We obeyed, picking up our pace to keep up with her. At one point I offered to help her with her cans, but she refused. We asked her then with our minds full of women’s drudgery statistics, if there was no source of water close by. “no, no” came the reply, “ there is piped water, but I needed to go to Harshil and thought why come back empty handed, so I brought water from the Ganga. ” Another thing I, lover of traveling light and shirker of chores, cannot comprehend.
We sat there in her lovely, glowing house on a rug she had woven herself with wool from her own sheep. We asked her questions about her observations about the local flora, and her animals. When talking of high-altitude herbs, she showed me some she used for cooking. It is called lado and has a pungent smell like asafoetida. Seeing the naked greed in my eyes, she immediately pressed a handful on each of us.
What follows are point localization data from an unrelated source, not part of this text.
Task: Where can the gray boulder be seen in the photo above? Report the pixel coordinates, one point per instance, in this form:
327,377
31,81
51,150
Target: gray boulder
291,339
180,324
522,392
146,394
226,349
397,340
Later, I bought a couple of caps from her and waited as she finished the seams. While she was making those caps up, a colleague wandered off to crack a solitary walnut he had found on the road. She looked at the two of us sitting there walnut-less. Silently digging into her pockets she pulled out a couple and tossed us a walnut each.
Someday, if I am very wise and learn all that life teaches me, I hope to be as cheerful and warm and generous as her.